P.S People seemed pleased with the ‘Assessment Toolkit’ distributed last summer. Do let us know how you feel about it.
Scottish Qualifications Authority (SQA)
Study Skills and Strategies http://www.sqa.org.uk/sqa/13853.html
SQA has published a guide that is all about doing well in exams and fulfilling our potential. Entitled, Study Skills and Strategies it makes use of scientific research but also common sense and the everyday experiences of teachers and students. The guide acknowledges that hard work does not come easily to most of us and provides tips and advice on how to overcome natural laziness and how to go about things more efficiently.

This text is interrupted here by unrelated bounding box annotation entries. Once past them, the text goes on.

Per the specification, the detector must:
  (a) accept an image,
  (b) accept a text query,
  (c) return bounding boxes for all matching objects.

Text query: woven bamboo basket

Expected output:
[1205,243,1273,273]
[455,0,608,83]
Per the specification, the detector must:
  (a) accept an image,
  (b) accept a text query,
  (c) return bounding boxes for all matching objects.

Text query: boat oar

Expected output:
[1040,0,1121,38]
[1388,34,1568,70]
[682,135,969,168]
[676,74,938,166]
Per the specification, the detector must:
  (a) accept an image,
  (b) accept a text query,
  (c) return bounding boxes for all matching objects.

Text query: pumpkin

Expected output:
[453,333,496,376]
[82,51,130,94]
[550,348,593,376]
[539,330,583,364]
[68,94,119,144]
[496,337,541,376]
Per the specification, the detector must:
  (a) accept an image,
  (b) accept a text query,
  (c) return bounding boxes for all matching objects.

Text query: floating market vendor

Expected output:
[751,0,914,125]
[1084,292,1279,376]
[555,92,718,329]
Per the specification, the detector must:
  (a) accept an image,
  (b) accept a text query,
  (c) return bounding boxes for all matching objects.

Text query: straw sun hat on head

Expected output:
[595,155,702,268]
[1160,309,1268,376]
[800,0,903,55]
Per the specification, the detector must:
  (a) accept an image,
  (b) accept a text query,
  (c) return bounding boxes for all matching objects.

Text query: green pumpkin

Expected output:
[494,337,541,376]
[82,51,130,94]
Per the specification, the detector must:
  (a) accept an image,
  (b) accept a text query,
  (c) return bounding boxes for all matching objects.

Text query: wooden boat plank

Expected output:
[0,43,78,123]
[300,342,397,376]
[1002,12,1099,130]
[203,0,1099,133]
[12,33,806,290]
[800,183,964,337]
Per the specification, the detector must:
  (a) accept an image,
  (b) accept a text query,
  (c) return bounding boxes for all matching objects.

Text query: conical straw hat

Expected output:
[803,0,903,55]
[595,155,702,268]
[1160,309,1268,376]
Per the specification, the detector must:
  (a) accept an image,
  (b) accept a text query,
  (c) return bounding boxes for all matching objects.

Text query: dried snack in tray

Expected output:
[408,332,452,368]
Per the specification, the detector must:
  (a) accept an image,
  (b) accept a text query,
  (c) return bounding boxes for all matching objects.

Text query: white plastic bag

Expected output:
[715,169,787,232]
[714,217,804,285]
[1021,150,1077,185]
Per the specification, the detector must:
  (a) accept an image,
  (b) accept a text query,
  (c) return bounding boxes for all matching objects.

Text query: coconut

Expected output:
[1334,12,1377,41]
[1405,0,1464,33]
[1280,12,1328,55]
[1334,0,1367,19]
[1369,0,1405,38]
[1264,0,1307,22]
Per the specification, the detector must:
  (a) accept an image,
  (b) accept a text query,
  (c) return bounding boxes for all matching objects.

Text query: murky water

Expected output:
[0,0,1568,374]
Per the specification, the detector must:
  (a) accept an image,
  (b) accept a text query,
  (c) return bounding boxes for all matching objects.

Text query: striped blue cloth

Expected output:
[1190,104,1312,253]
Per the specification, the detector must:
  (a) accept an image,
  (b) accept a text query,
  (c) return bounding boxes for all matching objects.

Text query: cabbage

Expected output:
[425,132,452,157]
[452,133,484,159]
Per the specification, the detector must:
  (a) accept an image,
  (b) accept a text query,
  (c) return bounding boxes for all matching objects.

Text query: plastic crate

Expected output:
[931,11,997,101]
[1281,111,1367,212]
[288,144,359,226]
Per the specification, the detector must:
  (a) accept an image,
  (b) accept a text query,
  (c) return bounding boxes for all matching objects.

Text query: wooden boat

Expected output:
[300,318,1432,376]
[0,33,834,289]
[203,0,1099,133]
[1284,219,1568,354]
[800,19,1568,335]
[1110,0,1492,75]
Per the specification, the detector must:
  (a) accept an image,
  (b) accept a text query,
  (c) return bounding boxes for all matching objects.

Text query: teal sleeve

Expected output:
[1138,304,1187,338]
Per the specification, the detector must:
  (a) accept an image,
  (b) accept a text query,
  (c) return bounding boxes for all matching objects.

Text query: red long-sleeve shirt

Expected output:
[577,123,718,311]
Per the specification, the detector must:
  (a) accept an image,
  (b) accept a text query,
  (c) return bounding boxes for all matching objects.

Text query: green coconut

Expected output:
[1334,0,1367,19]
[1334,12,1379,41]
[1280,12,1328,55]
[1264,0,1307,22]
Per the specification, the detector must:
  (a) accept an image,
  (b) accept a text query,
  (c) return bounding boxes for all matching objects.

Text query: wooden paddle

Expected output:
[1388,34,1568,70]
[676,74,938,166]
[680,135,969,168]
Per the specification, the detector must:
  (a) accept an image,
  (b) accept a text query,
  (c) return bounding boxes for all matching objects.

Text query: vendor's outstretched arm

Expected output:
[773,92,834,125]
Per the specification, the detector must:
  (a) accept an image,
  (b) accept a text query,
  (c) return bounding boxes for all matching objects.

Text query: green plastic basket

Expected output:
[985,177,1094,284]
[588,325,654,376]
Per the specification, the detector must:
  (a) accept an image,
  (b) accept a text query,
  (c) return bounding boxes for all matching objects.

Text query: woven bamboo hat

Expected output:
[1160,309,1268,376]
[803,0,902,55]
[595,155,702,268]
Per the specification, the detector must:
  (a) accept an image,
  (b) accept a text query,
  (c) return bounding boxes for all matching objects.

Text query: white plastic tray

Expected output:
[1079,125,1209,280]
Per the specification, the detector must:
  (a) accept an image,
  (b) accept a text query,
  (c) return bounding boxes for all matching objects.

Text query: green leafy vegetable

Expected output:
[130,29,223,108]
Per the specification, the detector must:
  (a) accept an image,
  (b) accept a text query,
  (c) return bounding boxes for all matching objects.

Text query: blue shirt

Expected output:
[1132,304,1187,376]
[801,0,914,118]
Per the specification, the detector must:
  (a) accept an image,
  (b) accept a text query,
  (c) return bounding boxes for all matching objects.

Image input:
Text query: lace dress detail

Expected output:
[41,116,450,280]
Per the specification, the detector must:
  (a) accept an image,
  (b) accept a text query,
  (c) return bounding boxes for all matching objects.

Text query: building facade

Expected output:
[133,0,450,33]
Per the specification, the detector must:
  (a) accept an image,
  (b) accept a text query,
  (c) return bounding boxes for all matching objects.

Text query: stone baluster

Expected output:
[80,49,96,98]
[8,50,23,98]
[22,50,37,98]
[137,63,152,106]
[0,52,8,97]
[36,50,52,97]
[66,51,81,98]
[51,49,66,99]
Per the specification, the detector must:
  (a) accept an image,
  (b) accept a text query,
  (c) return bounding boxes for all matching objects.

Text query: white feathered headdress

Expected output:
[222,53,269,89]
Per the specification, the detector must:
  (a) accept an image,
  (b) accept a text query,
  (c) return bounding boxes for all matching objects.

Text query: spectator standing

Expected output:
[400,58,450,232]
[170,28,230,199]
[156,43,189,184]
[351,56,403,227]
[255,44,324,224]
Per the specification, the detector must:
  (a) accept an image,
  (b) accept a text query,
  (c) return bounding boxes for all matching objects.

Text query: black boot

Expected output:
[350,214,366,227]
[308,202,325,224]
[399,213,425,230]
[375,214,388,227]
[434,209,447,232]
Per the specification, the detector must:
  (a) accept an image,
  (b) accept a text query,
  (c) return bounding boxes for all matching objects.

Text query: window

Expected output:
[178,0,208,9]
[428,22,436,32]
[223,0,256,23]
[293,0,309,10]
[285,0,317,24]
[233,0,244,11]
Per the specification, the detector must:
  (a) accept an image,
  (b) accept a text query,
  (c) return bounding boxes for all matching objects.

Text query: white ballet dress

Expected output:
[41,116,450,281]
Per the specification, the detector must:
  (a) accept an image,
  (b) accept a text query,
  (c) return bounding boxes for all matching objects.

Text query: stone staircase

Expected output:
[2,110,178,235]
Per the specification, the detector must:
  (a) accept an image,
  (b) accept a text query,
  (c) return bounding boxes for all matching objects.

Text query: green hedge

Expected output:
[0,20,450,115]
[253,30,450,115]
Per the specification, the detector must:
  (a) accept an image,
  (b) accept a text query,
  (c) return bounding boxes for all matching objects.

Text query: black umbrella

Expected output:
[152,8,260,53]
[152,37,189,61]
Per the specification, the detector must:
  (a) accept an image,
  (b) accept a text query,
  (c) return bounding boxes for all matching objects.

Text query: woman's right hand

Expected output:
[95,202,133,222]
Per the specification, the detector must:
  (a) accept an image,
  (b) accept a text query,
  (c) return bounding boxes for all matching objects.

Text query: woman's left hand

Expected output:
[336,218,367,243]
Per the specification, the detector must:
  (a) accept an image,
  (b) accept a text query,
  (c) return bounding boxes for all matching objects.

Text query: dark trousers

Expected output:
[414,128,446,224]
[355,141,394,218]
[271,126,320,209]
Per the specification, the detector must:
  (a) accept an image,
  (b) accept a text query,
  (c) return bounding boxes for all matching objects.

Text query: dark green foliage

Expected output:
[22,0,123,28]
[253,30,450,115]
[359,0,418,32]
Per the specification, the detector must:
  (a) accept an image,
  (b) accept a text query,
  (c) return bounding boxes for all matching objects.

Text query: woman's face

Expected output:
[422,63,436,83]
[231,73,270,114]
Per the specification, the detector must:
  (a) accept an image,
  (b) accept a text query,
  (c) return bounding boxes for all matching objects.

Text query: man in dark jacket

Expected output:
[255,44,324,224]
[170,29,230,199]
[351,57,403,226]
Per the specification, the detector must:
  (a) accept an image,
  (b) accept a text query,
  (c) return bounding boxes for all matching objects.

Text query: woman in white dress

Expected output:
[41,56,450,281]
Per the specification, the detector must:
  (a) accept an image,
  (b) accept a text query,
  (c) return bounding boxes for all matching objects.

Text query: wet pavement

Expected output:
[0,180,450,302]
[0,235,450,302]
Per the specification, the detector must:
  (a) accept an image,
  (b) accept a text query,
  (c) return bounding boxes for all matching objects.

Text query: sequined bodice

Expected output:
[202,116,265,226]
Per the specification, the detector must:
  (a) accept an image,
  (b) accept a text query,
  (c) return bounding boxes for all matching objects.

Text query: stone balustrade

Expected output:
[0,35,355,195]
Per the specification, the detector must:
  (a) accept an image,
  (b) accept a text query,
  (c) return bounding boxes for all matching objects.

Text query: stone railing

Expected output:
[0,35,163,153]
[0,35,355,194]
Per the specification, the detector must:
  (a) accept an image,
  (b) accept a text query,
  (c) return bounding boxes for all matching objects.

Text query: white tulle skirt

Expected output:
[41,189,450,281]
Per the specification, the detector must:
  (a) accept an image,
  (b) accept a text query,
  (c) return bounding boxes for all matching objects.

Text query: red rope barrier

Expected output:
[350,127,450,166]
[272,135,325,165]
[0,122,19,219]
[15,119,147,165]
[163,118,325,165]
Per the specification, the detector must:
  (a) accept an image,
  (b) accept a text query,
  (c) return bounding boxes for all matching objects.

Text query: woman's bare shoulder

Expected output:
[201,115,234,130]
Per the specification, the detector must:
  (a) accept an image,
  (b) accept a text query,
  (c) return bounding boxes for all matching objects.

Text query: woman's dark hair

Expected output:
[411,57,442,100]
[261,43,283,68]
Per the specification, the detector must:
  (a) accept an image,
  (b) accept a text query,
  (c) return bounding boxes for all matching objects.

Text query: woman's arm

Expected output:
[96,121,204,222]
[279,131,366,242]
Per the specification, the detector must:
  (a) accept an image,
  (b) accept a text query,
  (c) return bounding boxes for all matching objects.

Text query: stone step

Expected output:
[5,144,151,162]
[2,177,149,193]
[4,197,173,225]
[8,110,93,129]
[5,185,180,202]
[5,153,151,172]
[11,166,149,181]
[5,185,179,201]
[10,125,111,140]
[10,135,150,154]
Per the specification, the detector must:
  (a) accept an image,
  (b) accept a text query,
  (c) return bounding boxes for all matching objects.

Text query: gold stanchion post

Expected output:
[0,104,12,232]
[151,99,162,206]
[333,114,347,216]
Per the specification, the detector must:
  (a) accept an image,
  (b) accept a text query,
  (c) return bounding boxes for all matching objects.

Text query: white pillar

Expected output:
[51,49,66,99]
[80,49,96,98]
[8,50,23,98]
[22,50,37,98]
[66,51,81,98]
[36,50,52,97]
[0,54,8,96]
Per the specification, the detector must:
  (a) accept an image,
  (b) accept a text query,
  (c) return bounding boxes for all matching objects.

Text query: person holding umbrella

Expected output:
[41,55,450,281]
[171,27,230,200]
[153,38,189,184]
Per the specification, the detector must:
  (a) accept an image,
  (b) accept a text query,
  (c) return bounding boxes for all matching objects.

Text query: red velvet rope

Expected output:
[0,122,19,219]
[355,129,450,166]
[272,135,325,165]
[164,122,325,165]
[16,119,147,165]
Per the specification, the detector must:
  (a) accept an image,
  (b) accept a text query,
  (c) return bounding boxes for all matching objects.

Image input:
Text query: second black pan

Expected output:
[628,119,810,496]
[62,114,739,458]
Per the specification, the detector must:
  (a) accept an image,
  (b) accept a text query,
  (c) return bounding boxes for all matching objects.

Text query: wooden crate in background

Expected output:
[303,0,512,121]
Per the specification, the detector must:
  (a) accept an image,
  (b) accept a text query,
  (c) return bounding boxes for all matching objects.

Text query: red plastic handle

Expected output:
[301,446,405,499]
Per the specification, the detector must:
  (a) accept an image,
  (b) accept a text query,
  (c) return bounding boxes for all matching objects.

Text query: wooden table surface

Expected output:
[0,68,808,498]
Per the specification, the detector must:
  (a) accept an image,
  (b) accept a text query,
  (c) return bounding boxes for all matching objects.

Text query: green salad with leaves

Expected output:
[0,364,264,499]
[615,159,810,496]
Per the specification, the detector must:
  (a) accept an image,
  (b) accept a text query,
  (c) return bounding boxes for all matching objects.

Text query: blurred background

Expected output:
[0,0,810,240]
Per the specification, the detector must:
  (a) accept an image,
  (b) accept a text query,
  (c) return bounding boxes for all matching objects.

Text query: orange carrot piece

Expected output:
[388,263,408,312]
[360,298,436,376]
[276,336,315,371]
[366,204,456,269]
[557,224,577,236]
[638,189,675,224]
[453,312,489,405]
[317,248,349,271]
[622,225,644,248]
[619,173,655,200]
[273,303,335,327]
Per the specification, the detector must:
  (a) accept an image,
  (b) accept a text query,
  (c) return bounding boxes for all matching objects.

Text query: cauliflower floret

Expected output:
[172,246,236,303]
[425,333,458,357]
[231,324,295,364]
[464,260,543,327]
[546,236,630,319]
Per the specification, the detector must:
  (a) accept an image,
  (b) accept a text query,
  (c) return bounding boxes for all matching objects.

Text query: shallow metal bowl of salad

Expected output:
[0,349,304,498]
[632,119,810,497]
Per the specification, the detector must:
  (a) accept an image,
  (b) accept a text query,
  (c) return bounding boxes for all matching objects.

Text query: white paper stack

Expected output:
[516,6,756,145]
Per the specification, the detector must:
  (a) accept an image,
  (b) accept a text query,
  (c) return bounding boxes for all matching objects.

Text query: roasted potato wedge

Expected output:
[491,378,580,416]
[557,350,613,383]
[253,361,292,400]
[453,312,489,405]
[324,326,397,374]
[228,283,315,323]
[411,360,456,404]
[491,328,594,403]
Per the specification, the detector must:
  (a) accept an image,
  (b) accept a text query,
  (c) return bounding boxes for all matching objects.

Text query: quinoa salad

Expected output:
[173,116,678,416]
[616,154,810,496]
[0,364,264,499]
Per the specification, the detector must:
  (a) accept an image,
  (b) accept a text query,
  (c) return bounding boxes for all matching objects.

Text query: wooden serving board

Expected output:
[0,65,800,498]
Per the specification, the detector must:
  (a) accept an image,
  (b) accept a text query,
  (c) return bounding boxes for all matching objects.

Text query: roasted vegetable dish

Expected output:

By the way, I don’t spend all day, every day trawling through the papers for education news. Somebody at LTS does and then sends it to my inbox. It’s a very useful facility: TodaysNews@LTScotland.org.uk.
In March 2007, HMIE commissioned the SCRE Centre to undertake a review of the literature on the background to dyslexia, the range of teaching approaches used to teach children with dyslexia and the effectiveness of the various approaches.
They found that ‘a universal consensus on the precise nature of dyslexia has still to be reached. On a positive note, there now exist a vast and still growing number of psychologists, academics and researchers who support the view that the development of dyslexics’ phonological processing skills plays a significant role in helping them to learn to read’.
The SCRE Centre, University of Glasgow
Literature Review of Current Approaches to the Provision of Education for Children with Dyslexia http://www.scre.ac.uk/resreport/rr125/index.htmlIt appears to be a full and interesting report.
Have a look at this from today’s news:
SQA to allow dyslexic students PCs in exams after trial success http://www.theherald.co.uk/search/display.var.1463815.0.sqa_to_allow_dyslexic_students_pcs_in_exams_after_trial_success.php
Children with dyslexia in Scottish schools will be able to sit electronic exams rather than the traditional paper version after a successful pilot scheme. Scotland’s exam body has approved the scheme after a small study found that dyslexic pupils coped better with digital exams using laptops rather than having questions read to them and writing out answers in longhand. The British Dyslexia Association has welcomed the move, which it said would give new independence to dyslexic learners.